Authors:Yunsu Kim, Miguel Graça, Hermann Ney
Published at: EAMT 2020 url for extended version
Unsupervised MT is (in theory) useful in scenarios where there is not enough parallel data. This paper takes a look at unsupervised neural MT considering various possible scenarios (lot of data, less data, close language pairs, distant language pairs etc) and draws some conclusions on when it is useful and when it is not, by comparing with supervised and semi-supervised learning setups. In all tasks, unsupervised performs worser than semi-supervised and supervised learning, and less than 100K sentence pairs (20K in one case) are sufficient for supervised MT to overcome unsupervised MT. Having lots of monolingual data for unsupervised MT is probably useful when source/target languages are more closer, but not otherwise. They also show that domain mismatch results in bad unsupervised MT performance. So they conclude that the current form of neural unsupervised MT useless in practice.
There are two things I liked in this paper:
- This sort of evaluation of Unsupervised NMT is very important. I (and someone I know) was quite excited when I saw the unsupervised NMT papers (which also received good coverage, in my view) in recent past, and dreamt of seeing MT systems for all sorts of under resourced Indian languages (not the major ones, that is). This paper helped me understand why the reality is different.
- Many papers I come across neither do any qualitative analysis, nor have some thoughts on general perspective i.e., what are some limitations, how to address these in future etc.
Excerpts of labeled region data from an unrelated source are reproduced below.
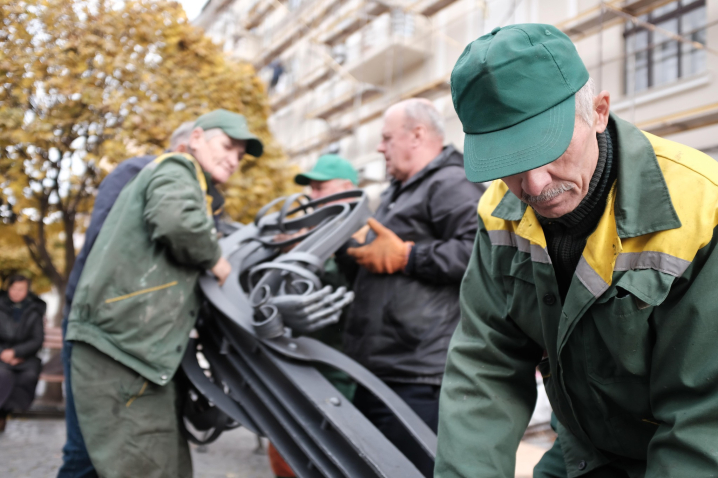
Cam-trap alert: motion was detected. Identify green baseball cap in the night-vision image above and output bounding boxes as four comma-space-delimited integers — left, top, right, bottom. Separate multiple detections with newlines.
451, 23, 588, 182
194, 109, 264, 158
294, 154, 359, 186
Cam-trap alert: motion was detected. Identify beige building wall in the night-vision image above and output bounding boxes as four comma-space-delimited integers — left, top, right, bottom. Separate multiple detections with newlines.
195, 0, 718, 181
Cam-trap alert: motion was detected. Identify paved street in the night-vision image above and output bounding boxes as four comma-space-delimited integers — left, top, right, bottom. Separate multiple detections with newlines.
0, 418, 272, 478
0, 418, 553, 478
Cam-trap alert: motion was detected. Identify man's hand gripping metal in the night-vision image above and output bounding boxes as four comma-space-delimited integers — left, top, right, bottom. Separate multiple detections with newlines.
255, 279, 354, 334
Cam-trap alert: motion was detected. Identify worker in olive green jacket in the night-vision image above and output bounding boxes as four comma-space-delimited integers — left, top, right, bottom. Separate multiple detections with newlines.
67, 110, 262, 478
435, 24, 718, 478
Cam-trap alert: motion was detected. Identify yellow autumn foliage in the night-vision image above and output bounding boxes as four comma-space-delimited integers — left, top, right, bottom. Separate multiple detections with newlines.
0, 0, 296, 298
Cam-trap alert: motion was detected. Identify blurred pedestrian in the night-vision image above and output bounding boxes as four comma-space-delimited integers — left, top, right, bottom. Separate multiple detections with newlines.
436, 24, 718, 478
344, 99, 482, 476
57, 121, 200, 478
0, 274, 46, 432
66, 110, 263, 477
294, 154, 359, 199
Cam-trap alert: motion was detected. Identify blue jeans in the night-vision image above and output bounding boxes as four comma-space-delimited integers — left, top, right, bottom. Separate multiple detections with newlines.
57, 314, 97, 478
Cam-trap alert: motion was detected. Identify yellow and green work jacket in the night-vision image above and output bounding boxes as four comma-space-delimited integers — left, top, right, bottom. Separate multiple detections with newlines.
436, 116, 718, 478
66, 153, 221, 385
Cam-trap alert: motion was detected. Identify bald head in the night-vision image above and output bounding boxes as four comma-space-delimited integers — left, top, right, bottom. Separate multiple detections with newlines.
377, 98, 444, 182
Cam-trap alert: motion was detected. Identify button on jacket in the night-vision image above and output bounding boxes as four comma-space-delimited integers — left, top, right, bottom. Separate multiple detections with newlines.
344, 146, 483, 385
66, 153, 221, 385
436, 116, 718, 478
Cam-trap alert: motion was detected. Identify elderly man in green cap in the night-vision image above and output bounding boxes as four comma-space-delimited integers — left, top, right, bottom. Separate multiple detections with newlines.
294, 154, 359, 199
66, 110, 263, 478
435, 24, 718, 478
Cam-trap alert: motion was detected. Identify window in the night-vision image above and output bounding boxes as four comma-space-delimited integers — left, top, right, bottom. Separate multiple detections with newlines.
623, 0, 706, 94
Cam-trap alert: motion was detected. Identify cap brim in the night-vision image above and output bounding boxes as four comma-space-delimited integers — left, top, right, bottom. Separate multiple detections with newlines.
223, 130, 264, 158
294, 171, 334, 186
464, 95, 576, 183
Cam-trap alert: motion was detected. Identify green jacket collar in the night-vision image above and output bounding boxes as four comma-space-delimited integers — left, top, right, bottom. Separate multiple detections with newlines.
491, 113, 681, 239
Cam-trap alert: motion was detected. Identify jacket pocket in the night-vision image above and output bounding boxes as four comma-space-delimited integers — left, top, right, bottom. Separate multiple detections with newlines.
608, 415, 660, 460
584, 287, 653, 383
382, 277, 450, 350
105, 280, 178, 304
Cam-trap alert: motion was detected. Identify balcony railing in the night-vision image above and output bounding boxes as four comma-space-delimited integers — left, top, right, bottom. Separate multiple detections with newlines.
345, 10, 431, 86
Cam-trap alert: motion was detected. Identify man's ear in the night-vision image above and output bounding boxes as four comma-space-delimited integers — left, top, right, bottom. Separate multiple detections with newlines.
187, 127, 204, 149
593, 90, 611, 133
412, 124, 427, 143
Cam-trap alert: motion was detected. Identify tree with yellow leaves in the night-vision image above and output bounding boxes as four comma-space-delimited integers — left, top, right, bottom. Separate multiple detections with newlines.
0, 0, 294, 312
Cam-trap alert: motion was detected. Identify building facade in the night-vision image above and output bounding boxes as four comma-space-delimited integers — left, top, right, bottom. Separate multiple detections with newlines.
194, 0, 718, 185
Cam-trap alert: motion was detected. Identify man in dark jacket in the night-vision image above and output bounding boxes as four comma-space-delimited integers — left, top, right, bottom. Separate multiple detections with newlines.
57, 121, 197, 478
344, 99, 483, 476
0, 274, 45, 432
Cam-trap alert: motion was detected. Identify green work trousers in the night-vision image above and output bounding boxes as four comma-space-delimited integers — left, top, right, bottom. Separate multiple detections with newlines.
72, 342, 192, 478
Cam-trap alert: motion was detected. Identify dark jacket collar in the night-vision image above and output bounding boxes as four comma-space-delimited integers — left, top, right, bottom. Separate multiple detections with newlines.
491, 113, 681, 239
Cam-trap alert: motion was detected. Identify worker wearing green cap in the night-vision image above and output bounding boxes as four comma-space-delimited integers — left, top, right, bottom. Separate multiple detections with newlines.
66, 110, 262, 477
294, 154, 359, 199
435, 24, 718, 478
267, 154, 359, 478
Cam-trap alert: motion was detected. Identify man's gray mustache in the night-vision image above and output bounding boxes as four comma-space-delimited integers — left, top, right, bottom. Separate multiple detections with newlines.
521, 183, 574, 205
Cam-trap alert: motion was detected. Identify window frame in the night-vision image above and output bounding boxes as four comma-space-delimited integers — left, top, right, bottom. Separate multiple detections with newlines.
623, 0, 707, 95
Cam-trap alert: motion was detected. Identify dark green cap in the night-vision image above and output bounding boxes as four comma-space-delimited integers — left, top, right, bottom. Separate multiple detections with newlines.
194, 109, 264, 158
294, 154, 359, 186
451, 23, 588, 182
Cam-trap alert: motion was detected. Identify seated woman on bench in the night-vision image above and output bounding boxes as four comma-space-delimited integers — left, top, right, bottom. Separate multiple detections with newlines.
0, 274, 46, 432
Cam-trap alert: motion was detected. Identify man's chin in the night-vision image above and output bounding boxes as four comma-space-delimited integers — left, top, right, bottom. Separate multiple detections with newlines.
531, 201, 576, 219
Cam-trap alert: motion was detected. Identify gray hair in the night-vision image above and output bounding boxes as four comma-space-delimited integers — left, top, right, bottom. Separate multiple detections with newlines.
397, 98, 444, 139
170, 121, 194, 151
576, 78, 596, 126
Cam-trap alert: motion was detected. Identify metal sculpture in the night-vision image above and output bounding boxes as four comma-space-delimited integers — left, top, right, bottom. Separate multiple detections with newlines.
182, 191, 436, 478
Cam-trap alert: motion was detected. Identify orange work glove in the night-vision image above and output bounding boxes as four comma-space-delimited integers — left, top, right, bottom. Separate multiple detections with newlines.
347, 218, 414, 274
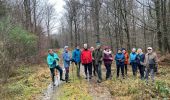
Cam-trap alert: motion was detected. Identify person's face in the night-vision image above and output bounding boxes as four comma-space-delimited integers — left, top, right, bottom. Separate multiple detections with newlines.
122, 50, 126, 53
118, 50, 122, 53
148, 48, 152, 53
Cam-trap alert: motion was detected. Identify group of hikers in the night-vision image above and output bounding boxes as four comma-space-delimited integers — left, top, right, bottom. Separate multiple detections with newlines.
47, 43, 158, 85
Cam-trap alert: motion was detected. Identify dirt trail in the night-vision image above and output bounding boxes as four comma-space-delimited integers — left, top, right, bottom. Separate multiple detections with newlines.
42, 63, 113, 100
80, 66, 112, 100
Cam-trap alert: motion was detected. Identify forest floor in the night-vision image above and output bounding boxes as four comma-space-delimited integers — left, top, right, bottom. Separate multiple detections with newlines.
0, 64, 51, 100
53, 64, 170, 100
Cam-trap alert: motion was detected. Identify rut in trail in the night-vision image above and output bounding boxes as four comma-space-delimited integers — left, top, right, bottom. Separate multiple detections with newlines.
81, 66, 113, 100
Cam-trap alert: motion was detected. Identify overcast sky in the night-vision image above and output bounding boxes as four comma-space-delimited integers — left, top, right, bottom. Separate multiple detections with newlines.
49, 0, 65, 33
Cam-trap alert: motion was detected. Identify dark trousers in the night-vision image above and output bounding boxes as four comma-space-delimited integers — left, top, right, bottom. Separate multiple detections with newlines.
105, 64, 111, 79
117, 64, 124, 77
50, 65, 63, 82
75, 62, 80, 77
138, 64, 145, 79
131, 62, 137, 76
84, 63, 92, 77
92, 60, 96, 76
145, 64, 155, 83
65, 67, 69, 82
124, 64, 127, 75
96, 63, 102, 81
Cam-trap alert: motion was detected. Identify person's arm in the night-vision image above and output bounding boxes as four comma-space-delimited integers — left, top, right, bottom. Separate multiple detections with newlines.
72, 51, 75, 62
92, 50, 95, 60
54, 53, 59, 61
115, 54, 117, 61
154, 53, 158, 66
80, 51, 83, 64
47, 57, 54, 66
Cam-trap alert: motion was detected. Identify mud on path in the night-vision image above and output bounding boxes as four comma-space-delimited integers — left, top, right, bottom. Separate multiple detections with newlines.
51, 63, 113, 100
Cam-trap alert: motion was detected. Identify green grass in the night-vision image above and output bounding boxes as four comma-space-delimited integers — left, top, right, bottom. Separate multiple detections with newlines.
0, 65, 51, 100
54, 66, 170, 100
53, 69, 93, 100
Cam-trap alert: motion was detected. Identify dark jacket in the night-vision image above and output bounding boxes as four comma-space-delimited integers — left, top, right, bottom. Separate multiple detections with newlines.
115, 53, 125, 65
103, 50, 113, 65
81, 49, 92, 64
137, 53, 145, 65
92, 49, 103, 65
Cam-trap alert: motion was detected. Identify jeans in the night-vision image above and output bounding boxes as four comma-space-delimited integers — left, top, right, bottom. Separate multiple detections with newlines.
105, 64, 111, 79
75, 62, 80, 77
131, 62, 137, 76
124, 64, 127, 75
84, 63, 92, 77
50, 65, 63, 82
145, 65, 155, 83
117, 64, 124, 77
138, 64, 145, 79
96, 63, 102, 81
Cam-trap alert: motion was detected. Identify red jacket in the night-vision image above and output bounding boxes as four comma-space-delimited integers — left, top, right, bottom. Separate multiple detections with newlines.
81, 50, 92, 64
124, 52, 129, 64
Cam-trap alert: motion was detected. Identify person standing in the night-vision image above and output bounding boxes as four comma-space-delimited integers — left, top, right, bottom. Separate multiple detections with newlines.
137, 48, 145, 80
47, 49, 64, 86
130, 48, 137, 77
90, 47, 96, 76
103, 47, 113, 80
144, 47, 158, 84
115, 49, 125, 79
63, 46, 71, 82
92, 43, 103, 83
81, 44, 92, 79
72, 46, 81, 77
122, 48, 129, 76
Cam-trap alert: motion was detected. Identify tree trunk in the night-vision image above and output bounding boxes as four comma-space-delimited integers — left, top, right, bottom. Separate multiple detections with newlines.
155, 0, 162, 52
161, 0, 170, 53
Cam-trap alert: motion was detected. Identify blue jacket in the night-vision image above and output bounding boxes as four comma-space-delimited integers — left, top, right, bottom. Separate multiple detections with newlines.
54, 53, 60, 66
115, 53, 125, 65
47, 54, 56, 68
72, 49, 81, 63
130, 52, 137, 63
63, 50, 71, 68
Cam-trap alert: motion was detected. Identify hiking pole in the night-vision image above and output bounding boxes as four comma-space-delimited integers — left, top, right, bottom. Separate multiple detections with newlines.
72, 62, 74, 82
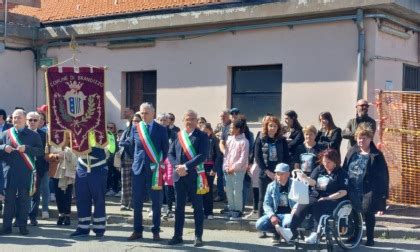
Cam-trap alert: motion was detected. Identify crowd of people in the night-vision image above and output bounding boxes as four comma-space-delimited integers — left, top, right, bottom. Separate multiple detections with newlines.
0, 100, 389, 246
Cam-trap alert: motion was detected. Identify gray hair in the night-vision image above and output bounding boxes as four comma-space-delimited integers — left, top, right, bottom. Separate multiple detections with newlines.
12, 109, 26, 117
140, 102, 155, 112
156, 113, 169, 120
26, 111, 41, 120
183, 109, 198, 119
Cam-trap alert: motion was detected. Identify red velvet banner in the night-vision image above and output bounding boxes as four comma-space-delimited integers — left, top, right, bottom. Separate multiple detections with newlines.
45, 67, 107, 154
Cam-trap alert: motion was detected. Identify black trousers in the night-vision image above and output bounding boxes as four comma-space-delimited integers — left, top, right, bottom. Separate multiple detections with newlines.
203, 172, 214, 216
290, 197, 340, 236
258, 176, 273, 217
52, 178, 73, 215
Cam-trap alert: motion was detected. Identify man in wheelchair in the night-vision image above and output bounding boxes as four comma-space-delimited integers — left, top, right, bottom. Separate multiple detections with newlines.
255, 163, 295, 243
277, 149, 348, 244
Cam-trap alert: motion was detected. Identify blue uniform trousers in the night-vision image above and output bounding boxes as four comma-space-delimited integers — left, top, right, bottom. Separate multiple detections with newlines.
75, 163, 108, 234
174, 170, 204, 238
132, 167, 163, 233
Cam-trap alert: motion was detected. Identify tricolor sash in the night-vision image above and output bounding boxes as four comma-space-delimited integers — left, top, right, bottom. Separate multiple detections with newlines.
7, 127, 36, 196
136, 121, 165, 190
178, 130, 209, 195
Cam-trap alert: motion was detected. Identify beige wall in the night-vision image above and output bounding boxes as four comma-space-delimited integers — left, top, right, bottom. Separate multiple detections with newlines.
0, 50, 35, 114
43, 21, 357, 134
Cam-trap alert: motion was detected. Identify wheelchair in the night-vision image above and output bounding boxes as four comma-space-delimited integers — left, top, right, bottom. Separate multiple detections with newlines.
295, 200, 363, 251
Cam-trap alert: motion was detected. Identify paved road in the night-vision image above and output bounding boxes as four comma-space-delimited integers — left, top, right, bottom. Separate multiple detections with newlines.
0, 221, 420, 252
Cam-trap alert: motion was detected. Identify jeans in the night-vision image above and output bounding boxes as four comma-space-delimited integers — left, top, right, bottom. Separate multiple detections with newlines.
255, 214, 292, 233
226, 171, 245, 212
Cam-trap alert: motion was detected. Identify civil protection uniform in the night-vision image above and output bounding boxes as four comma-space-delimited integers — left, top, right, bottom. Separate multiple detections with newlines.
0, 127, 44, 231
71, 147, 108, 237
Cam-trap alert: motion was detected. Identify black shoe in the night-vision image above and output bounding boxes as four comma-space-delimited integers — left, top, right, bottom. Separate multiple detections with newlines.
365, 240, 375, 247
64, 216, 71, 226
168, 236, 184, 245
0, 228, 12, 235
29, 219, 38, 227
70, 229, 89, 238
127, 232, 143, 241
57, 216, 64, 226
194, 237, 203, 247
19, 227, 29, 235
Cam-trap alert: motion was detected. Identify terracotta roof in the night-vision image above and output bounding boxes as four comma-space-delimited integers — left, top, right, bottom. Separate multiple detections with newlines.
8, 0, 232, 23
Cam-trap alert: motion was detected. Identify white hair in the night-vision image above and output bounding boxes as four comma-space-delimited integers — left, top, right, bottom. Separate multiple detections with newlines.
12, 109, 26, 117
183, 109, 198, 119
26, 111, 41, 120
140, 102, 155, 112
156, 113, 169, 120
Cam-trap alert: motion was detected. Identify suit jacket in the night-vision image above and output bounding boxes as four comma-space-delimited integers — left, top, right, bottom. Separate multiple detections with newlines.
0, 128, 44, 188
123, 121, 169, 175
168, 129, 209, 182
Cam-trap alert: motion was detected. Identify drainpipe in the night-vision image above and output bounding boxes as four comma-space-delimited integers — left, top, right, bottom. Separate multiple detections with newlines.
356, 9, 366, 100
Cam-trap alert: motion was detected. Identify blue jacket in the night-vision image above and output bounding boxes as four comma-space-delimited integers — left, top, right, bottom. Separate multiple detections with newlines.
263, 178, 296, 217
123, 121, 169, 175
168, 129, 209, 182
0, 128, 44, 188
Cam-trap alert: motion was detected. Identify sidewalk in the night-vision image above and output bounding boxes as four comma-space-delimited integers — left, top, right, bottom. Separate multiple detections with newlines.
88, 197, 420, 239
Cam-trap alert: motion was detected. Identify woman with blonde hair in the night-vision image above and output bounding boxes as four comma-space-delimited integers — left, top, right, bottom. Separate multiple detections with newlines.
254, 116, 291, 234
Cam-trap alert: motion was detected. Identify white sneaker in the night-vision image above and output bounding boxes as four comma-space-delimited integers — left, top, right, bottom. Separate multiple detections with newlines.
275, 224, 293, 242
41, 212, 50, 220
305, 232, 318, 244
105, 190, 115, 196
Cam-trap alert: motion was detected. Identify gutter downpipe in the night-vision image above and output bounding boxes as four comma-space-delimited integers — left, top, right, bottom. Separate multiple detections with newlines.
356, 9, 366, 100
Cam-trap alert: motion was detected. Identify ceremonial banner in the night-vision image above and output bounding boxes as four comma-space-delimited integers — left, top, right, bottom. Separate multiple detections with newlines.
45, 67, 107, 154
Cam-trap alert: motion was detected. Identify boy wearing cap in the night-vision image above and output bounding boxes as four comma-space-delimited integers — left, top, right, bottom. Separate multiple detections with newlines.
255, 163, 296, 243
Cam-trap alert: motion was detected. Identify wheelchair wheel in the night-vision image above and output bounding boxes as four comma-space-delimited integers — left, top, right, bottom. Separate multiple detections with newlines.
332, 200, 363, 250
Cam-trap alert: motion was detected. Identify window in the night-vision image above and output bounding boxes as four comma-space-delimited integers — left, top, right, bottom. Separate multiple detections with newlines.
126, 71, 157, 111
232, 65, 282, 122
403, 64, 420, 91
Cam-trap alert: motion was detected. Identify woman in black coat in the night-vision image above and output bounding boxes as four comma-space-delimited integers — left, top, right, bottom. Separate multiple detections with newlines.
283, 110, 304, 156
254, 116, 291, 220
343, 125, 389, 246
315, 112, 343, 155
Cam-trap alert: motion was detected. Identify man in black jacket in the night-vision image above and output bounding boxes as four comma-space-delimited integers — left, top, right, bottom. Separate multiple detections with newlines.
342, 99, 376, 149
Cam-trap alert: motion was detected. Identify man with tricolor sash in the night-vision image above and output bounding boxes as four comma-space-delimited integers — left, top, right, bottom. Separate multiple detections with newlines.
168, 110, 209, 247
0, 109, 44, 235
124, 103, 169, 241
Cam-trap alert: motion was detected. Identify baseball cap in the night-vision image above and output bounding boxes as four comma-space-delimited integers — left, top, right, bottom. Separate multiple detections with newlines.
274, 163, 290, 172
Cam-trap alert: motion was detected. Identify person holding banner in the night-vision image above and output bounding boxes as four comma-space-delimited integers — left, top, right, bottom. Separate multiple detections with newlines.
0, 109, 44, 235
125, 103, 169, 241
168, 110, 209, 247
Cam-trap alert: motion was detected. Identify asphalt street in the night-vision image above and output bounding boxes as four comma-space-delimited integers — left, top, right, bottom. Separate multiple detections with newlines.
0, 220, 420, 252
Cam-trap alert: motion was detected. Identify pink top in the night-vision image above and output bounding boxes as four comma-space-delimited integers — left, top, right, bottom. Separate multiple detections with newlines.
163, 158, 174, 186
223, 134, 249, 172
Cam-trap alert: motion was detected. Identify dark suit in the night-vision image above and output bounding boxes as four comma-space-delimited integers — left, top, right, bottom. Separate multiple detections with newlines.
29, 129, 48, 220
0, 128, 44, 230
168, 129, 209, 238
127, 121, 169, 233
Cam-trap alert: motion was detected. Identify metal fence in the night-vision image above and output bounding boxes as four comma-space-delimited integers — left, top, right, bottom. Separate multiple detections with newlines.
376, 90, 420, 205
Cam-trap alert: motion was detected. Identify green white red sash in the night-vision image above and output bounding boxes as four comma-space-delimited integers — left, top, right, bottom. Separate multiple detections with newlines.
178, 130, 209, 194
136, 121, 165, 190
7, 127, 36, 196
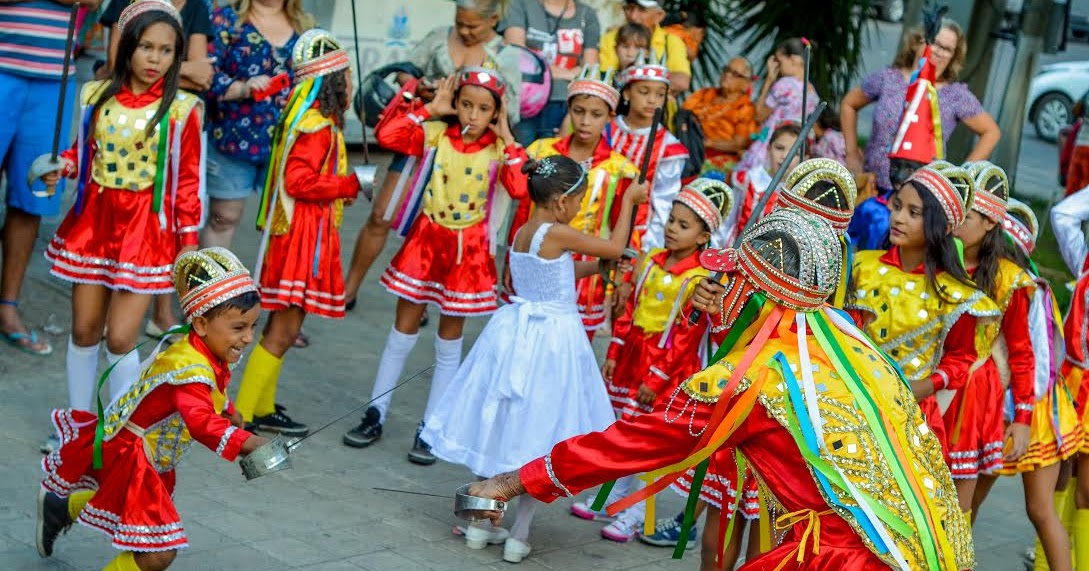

This paper had recommendations to make unsupervised NMT useful for future. I look forward to see more such usable methods in future!
Distant Supervision and Noisy Label Learning for Low Resource Named Entity Recognition: A Study on Hausa and Yorùbá
Authors: David Ifeoluwa Adelani, Michael A. Hedderich, Dawei Zhu, Esther van den Berg, Dietrich Klakow
Published at: Practical ML for Developing Countries Workshop @ ICLR 2020
This paper explores whether distant supervision methods and different embedding representations are useful for NER in low resource settings by considering two languages of Africa: Hausa and Yoruba. They conclude that both distant supervision and embedding representations are useful for low resource settings.
What I like about this paper is that it tackles two languages that are not typically seen in NLP papers. I always believe that the real claims to multilingual models depend only on success in such scenarios. However, I am disappointed to see a LSTM model to be a default in this scenario, considering that they don’t seem to cite any prior work on this problem for these languages. I think they should start with simpler models and gradually increase the complexity to evaluate different approaches. Of course, this is not specific to this paper - it seems to be a common problem these days in NLP.